09 Databricks Objects Catalogs

Catalogs in Databricks🔗

A catalog is the primary unit of data organization in the Databricks Unity Catalog data governance model. This article gives an overview of catalogs in Unity Catalog and how best to use them.

Catalogs are the first layer in Unity Catalog's three-level namespace (catalog.schema.table-etc). They contain schemas, which in turn can contain tables, views, volumes, models, and functions. Catalogs are registered in a Unity Catalog metastore in your Databricks account

alt text

How Should I organize my data in catalogs?🔗

When you design your data governance model, you should give careful thought to the catalogs that you create. As the highest level in your organization's data governance model, each catalog should represent a logical unit of data isolation and a logical category of data access, allowing an efficient hierarchy of grants to flow down to schemas and the data objects that they contain. Catalogs therefore often mirror organizational units or software development lifecycle scopes. You might choose, for example, to have a catalog for production data and a catalog for development data, or a catalog for non-customer data and one for sensitive customer data.

Data Isolation in Catalogs🔗

Each catalog typically has its own managed storage location to store managed tables and volumes, providing physical data isolation at the catalog level. You can also choose to store data at the metastore level, providing a default storage location for catalogs that don't have a managed storage location of their own. You can add storage at the schema level for more granular data isolation.

Because your Databricks account has one metastore per region, catalogs are inherently isolated by region.

Catalog Lvel Privileges🔗

Because grants on any Unity Catalog object are inherited by children of that object, owning a catalog or having broad privileges on a catalog is very powerful.
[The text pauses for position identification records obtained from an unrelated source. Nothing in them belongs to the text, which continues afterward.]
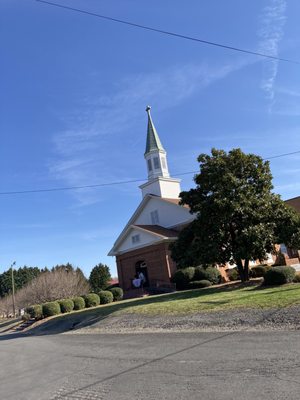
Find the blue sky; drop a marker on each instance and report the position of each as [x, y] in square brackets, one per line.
[72, 110]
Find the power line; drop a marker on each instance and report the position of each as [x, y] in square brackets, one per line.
[178, 35]
[117, 182]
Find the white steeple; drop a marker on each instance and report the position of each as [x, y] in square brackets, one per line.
[159, 181]
[155, 154]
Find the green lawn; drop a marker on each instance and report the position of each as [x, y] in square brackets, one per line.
[225, 297]
[214, 299]
[210, 299]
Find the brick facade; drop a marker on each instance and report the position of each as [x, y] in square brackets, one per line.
[157, 258]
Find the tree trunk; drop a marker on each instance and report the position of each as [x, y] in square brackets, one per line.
[246, 270]
[243, 270]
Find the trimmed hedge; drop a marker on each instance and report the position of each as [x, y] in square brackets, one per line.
[106, 297]
[297, 278]
[35, 311]
[211, 274]
[66, 305]
[51, 308]
[199, 284]
[259, 271]
[91, 300]
[117, 293]
[25, 317]
[79, 303]
[233, 274]
[279, 275]
[183, 277]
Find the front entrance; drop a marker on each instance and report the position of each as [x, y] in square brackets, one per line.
[142, 271]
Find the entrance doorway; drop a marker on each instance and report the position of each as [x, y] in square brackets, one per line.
[141, 267]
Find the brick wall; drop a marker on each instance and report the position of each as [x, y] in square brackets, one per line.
[160, 265]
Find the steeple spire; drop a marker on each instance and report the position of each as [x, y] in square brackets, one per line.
[159, 181]
[153, 142]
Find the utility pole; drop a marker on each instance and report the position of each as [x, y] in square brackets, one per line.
[13, 287]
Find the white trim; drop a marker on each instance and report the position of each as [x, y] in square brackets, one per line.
[143, 246]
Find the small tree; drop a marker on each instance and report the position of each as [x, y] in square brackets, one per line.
[99, 277]
[238, 218]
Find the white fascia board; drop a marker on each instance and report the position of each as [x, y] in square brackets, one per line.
[117, 253]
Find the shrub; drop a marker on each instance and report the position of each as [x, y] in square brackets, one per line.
[211, 274]
[51, 308]
[297, 278]
[199, 284]
[25, 317]
[66, 305]
[91, 300]
[79, 303]
[259, 271]
[233, 274]
[35, 311]
[117, 293]
[182, 277]
[279, 275]
[106, 297]
[112, 286]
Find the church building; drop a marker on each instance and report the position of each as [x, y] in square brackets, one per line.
[143, 245]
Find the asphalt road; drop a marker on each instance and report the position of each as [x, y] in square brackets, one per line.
[209, 366]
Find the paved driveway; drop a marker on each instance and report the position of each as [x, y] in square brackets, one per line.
[240, 365]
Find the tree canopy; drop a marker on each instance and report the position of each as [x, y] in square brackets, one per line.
[238, 217]
[99, 277]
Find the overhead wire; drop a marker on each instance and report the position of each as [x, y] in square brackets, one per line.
[164, 32]
[117, 182]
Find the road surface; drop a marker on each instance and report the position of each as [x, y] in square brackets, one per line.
[209, 366]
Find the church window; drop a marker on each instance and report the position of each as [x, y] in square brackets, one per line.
[156, 162]
[154, 217]
[135, 239]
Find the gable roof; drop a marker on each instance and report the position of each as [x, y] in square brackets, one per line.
[136, 214]
[175, 201]
[158, 230]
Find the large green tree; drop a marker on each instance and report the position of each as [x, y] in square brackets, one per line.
[99, 277]
[238, 218]
[22, 276]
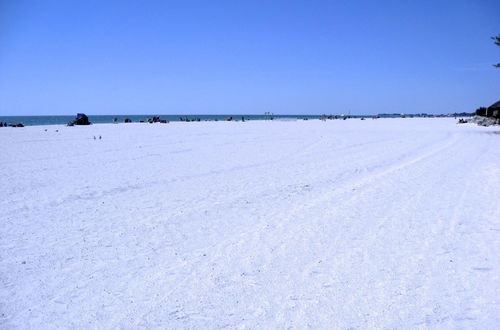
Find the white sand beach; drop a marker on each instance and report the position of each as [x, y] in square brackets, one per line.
[389, 223]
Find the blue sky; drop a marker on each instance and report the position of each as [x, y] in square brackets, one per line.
[247, 57]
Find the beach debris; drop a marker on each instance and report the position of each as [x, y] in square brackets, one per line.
[81, 119]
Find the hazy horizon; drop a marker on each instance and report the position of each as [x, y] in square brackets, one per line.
[296, 58]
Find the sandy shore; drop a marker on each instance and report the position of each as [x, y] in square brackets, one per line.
[389, 223]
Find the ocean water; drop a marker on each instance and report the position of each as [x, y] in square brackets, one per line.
[107, 119]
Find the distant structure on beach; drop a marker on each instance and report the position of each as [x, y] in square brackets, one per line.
[491, 111]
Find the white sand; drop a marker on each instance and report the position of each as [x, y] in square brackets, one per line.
[390, 223]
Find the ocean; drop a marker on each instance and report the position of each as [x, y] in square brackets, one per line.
[107, 119]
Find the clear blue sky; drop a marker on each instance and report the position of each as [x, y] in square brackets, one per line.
[219, 57]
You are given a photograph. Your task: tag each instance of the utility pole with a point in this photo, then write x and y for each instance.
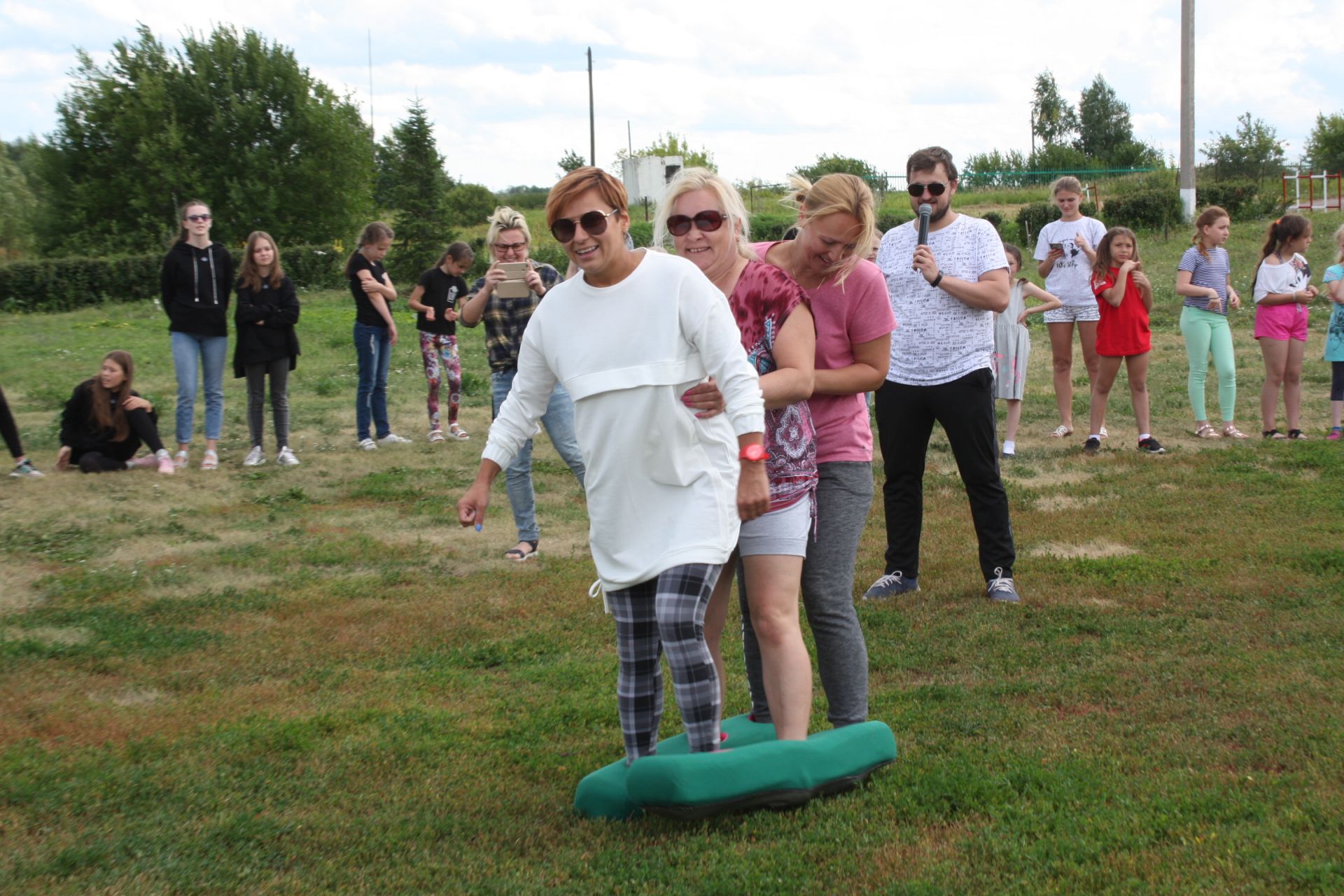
(592, 118)
(1187, 108)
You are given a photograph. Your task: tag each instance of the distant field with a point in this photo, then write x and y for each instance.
(312, 680)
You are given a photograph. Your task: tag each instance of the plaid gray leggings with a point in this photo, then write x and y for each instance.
(667, 614)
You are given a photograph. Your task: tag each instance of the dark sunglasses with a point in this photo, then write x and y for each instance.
(707, 220)
(934, 188)
(594, 225)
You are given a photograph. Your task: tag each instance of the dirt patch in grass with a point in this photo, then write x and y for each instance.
(1093, 550)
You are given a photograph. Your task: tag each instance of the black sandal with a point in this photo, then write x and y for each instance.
(519, 556)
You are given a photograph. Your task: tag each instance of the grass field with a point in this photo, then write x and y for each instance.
(311, 680)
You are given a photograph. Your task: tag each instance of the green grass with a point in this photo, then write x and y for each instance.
(312, 680)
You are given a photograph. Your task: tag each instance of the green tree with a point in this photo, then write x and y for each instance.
(1051, 117)
(1326, 144)
(1104, 124)
(229, 118)
(1254, 150)
(470, 204)
(671, 144)
(417, 187)
(838, 164)
(571, 160)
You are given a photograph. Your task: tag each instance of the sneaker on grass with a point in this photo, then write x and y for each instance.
(889, 586)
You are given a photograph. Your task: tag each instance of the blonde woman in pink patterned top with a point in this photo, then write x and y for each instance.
(704, 218)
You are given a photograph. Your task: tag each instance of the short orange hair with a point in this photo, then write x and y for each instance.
(580, 182)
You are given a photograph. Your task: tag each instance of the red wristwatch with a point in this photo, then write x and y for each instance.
(753, 453)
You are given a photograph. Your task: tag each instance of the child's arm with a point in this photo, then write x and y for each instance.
(1049, 301)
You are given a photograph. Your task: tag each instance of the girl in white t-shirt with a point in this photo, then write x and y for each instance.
(1282, 288)
(1065, 254)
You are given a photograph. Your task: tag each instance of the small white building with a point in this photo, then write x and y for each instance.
(647, 176)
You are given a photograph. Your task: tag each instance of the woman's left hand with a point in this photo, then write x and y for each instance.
(705, 399)
(753, 491)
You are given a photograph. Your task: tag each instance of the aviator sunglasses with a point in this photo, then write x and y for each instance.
(934, 188)
(707, 220)
(594, 225)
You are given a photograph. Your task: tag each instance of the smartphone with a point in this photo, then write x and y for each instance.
(512, 285)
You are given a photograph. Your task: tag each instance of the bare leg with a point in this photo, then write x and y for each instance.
(1294, 383)
(1108, 368)
(1062, 356)
(1136, 365)
(1276, 362)
(773, 597)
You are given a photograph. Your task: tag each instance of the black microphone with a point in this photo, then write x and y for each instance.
(925, 211)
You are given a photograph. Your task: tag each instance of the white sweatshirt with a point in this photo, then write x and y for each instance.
(662, 484)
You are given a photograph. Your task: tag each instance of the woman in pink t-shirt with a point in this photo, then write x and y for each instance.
(854, 320)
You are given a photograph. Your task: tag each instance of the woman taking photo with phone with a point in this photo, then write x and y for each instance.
(195, 281)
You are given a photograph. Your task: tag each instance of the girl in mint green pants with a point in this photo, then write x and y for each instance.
(1203, 279)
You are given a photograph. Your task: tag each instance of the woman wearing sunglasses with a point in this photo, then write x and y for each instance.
(854, 323)
(197, 277)
(666, 491)
(505, 321)
(707, 223)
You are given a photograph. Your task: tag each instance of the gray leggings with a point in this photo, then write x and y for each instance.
(279, 372)
(844, 495)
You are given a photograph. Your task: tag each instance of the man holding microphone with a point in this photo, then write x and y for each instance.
(946, 274)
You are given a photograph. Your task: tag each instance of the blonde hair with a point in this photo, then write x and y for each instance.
(831, 195)
(1066, 184)
(687, 182)
(505, 218)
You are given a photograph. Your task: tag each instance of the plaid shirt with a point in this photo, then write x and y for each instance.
(505, 318)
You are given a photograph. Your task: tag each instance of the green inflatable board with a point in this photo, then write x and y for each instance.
(755, 771)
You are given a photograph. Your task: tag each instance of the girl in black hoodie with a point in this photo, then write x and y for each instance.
(197, 277)
(105, 422)
(268, 309)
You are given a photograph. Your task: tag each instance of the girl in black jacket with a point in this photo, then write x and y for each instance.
(195, 280)
(268, 309)
(105, 422)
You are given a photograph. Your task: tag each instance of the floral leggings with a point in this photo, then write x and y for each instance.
(440, 354)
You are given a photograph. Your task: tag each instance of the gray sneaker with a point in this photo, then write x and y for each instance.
(1002, 589)
(889, 586)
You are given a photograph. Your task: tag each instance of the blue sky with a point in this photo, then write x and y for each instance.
(765, 86)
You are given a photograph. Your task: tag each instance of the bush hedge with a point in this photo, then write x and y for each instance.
(62, 284)
(1032, 216)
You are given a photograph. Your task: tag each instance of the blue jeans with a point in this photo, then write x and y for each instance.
(210, 351)
(372, 346)
(518, 479)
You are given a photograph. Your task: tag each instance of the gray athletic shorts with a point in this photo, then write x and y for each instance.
(784, 531)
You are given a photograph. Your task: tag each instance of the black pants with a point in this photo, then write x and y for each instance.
(965, 409)
(108, 457)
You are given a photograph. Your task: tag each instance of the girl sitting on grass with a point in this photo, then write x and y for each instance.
(1205, 280)
(1012, 344)
(105, 422)
(268, 309)
(436, 301)
(1335, 336)
(1282, 289)
(1126, 298)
For example, catalog owners have all privileges on the catalog and the objects in the catalog, and they can grant access to any object in the catalog. Users with SELECT on a catalog can read any table in the catalog. Users with CREATE TABLE on a catalog can create a table in any schema in the catalog.

To enforce the principle of least privilege, where users have the minimum access they need to perform their required tasks, typically you grant access only to the specific objects or level in the hierarchy that the user requires. But catalog-level privileges let the catalog owner manage what lower-level object owners can grant. Even if a user is granted access to a low-level data object like a table, for example, that user cannot access that table unless they also have the USE CATALOG privilege on the catalog that contains the table.

Catalog Types🔗

Standard catalog: the typical catalog, used as the primary unit to organize your data objects in Unity Catalog. This is the catalog type that is discussed in this article.

Foreign catalog: a Unity Catalog object that is used only in Lakehouse Federation scenarios. A foreign catalog mirrors a database in an external data system, enabling you to perform read-only queries on that data system in your Databricks workspace.

hive_metastore catalog: This is the repository of all data managed by the legacy Hive metastore in Databricks workspaces. When an existing non-Unity Catalog workspace is converted to Unity Catalog, all objects that are registered in the legacy Hive metastore are surfaced in Unity Catalog in the hive_metastore catalog.

Workspace catalog: In all new workspaces, this catalog is created for you by default. Typically, it shares its name with your workspace name. If this catalog exists, all users in your workspace (and only your workspace) have access to it by default, which makes it a convenient place for users to try out the process of creating and accessing data objects in Unity Catalog.

Workspace Catalog Binding🔗

If you use workspaces to isolate user data access, you might want to use workspace-catalog bindings. Workspace-catalog bindings enable you to limit catalog access by workspace boundaries. For example, you can ensure that workspace admins and users can only access production data in prod_catalog from a production workspace environment, prod_workspace. Catalogs are shared with all workspaces attached to the current metastore unless you specify a binding.

Creating A Catalog - Requirements🔗

To create a catalog, regardless of catalog type:

You must be a Databricks metastore admin or have the CREATE CATALOG privilege on the metastore.
The compute resource that you use to run a notebook to create a catalog must be on Databricks Runtime 11.3 or above and must use a Unity Catalog-compliant access mode. See Access modes. SQL warehouses always support Unity Catalog.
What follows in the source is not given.